Les écrevisses exotiques, rouges de Louisiane (Procambarus clarkii), américaines (Orconectes limosus) et californiennes (Pacifastacus leniusculus) pullulent en veux-tu en voilà. Il est désormais illusoire d’imaginer les extirper définitivement des milieux qu’elles colonisent et dégradent en provoquant de profondes modifications sur la flore et la faune autochtones. L’effet de leur exploitation et de leur commercialisation sur l’évolution de leurs populations n’a jamais été étudié. Pas plus que n’ont été analysés les coûts-bénéfices sur la biodiversité et en termes de réduction d’impacts sur les usages, depuis l’abandon, en 2017, du projet porté par le groupement de pêcheurs professionnels d’écrevisses invasives et d’espèces abondantes (GPPEIEA) en Charente-maritime et en Gironde. Mais exploitation et commercialisation participent-elles pour autant à leur dissémination ?
« La commercialisation de ces écrevisses, pourquoi pas, nous ne sommes pas opposés au principe, mais l’arrêté du préfet de l’Indre, de mai 2024, de lutte contre les écrevisses exotiques, rouges de Louisiane (Procambarus clarkii), sur une partie des étangs de la Brenne, n’en donne pas un cadre suffisamment précis. Les engins de pêche autorisés, des nasses, ne sont pas assez sélectifs. Ils peuvent, par exemple, capturer des tortues qui ne vont pas pouvoir s’échapper et vont alors mourir noyées. Nous l’avons déjà constaté, tout comme la non-capture des petites écrevisses. » explique Bruno Barbey, directeur de la fédération de l’Indre pour la pêche et la protection du milieu aquatique qui, associée à l’association Indre nature, antenne départementale de France nature environnement, contestaient la décision préfectorale devant le juge des référés du tribunal administratif de Limoges en juin suivant. « La commercialisation des écrevisses exotiques présente un risque sanitaire pour l’homme, pour la biodiversité, de patrimonialisation de l’espèce et [n’est pas cohérent] avec les actions et programmes en cours sur le territoire du parc naturel régional […] Le piégeage par nasse n’est pas une mesure sélective et est de nature à favoriser le développement des écrevisses rouges de Louisiane » était-il argumenté.
Évolution des populations d’écrevisses rouges de Louisiane (Procambarus clarkii) entre 1992 et 2024 ©OpenStreetMap contributors et ©OpenMapsTiles,GBIF
Fatalité
À la lecture de l’arrêté tout semble pourtant plutôt bien cadré – pas moins bien en tout cas que les décisions préfectorales similaires dans d’autres départements – de la capture sans distinction de tailles, avec destruction des spécimens invendables, au transport en caisses hermétiques et à la livraison au transformateur final.

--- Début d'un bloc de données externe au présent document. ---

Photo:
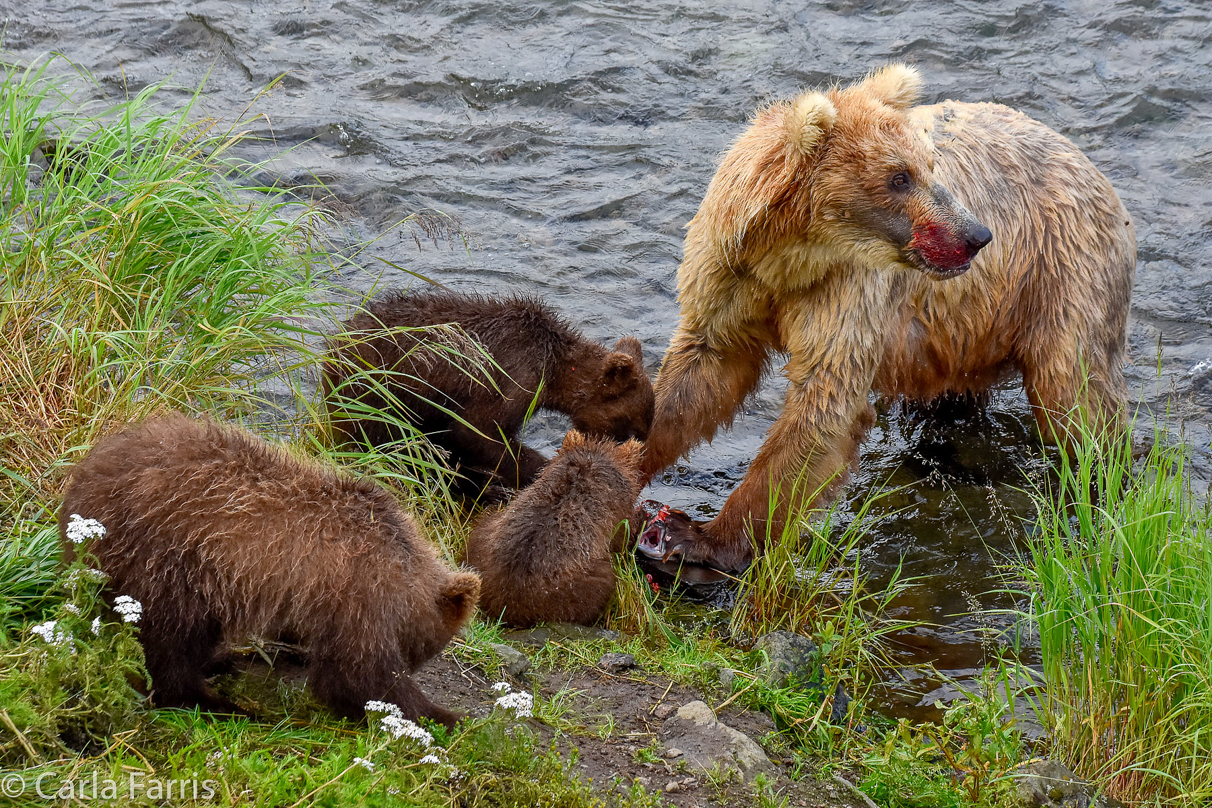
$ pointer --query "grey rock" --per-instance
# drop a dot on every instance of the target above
(708, 744)
(840, 706)
(581, 632)
(788, 657)
(570, 631)
(513, 662)
(616, 663)
(1048, 784)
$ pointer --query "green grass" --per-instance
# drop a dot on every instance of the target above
(1121, 583)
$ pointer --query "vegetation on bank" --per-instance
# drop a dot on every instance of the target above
(1121, 584)
(146, 271)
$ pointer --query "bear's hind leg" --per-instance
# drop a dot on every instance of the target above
(178, 653)
(344, 686)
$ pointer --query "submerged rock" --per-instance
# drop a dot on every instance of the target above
(707, 744)
(789, 658)
(1048, 784)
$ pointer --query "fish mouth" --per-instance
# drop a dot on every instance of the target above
(656, 529)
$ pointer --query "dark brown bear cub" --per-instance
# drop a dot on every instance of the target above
(547, 556)
(606, 393)
(222, 536)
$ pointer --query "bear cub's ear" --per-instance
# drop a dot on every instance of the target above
(896, 85)
(458, 597)
(572, 439)
(623, 365)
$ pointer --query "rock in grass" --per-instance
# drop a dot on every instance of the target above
(707, 744)
(616, 663)
(560, 631)
(788, 658)
(513, 662)
(1048, 784)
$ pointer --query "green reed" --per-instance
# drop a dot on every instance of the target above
(1121, 582)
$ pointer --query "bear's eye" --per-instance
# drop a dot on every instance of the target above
(901, 181)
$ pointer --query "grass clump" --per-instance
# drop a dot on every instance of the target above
(136, 278)
(1121, 580)
(69, 685)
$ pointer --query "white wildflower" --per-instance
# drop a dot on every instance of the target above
(129, 608)
(80, 529)
(404, 728)
(383, 706)
(50, 634)
(522, 704)
(85, 574)
(396, 725)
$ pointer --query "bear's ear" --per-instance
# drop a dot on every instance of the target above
(811, 118)
(629, 454)
(458, 597)
(630, 345)
(896, 85)
(572, 439)
(619, 371)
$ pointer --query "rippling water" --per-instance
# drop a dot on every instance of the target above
(573, 141)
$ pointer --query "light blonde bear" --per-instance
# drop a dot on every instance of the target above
(840, 228)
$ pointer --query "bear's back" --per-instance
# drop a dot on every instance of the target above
(263, 537)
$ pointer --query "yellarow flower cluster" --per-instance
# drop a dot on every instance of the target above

Mais ce que redoute la fédération, c’est la dissémination par effet d’aubaine, de malveillance intéressée de « propriétaires d’étangs à la recherche de nouvelles ressources financières », des écrevisses qui s’échapperaient mine de rien pour coloniser des étangs qui ne le sont pas. « En Brenne, environ 25 % des 3 000 étangs sont infestés et nous devons rester dans une politique de lutte contre cette invasion » indique Bruno Barbey. « Les premières mentions de présence d’écrevisses de Louisiane en Brenne remontent officiellement à 2007, date des premiers recensements. Son expansion s’est probablement faite à partir des étangs du centre du parc. Sur les quelque 600 sites que nous avons diagnostiqués, 276 n’étaient pas encore colonisés par les écrevisses de Louisiane. Les opérations de piégeages, par nasses, que nous menons en collaboration avec les propriétaires des étangs permettent de réguler les populations. » précise Aurore Coignet, chargée de mission environnement pour le parc naturel régional de la Brenne.
En juillet, le référé était rejeté, faute d’urgence, et l’affaire ne devrait pas être jugée sur le fond avant 2026.
En attendant, le parc naturel régional de la Brenne rappelle, sur son site, que « Les niveaux d’eau étant très importants cette année, cette espèce qui affectionne particulièrement ces conditions, en profite pour coloniser de nouveaux sites. Certains secteurs sont d’autant plus touchés par ce phénomène (étangs de grandes surfaces en eau, secteurs non piégés…). Sachant que l’écrevisse de Louisiane peut parcourir plusieurs kilomètres par jour sur la terre ferme, celle-ci a profité des conditions météorologiques rencontrées ces dernières semaines pour coloniser de nouveaux plans d’eau, rivières, mares et fossés. »
Une vague de colonisation qui interroge sur l’efficacité des opérations de piégeage réalisées par le parc et les propriétaires d’étangs et qui conduit à se demander pourquoi préjuger qu’une exploitation commerciale menée dans les règles de l’art serait moins efficace.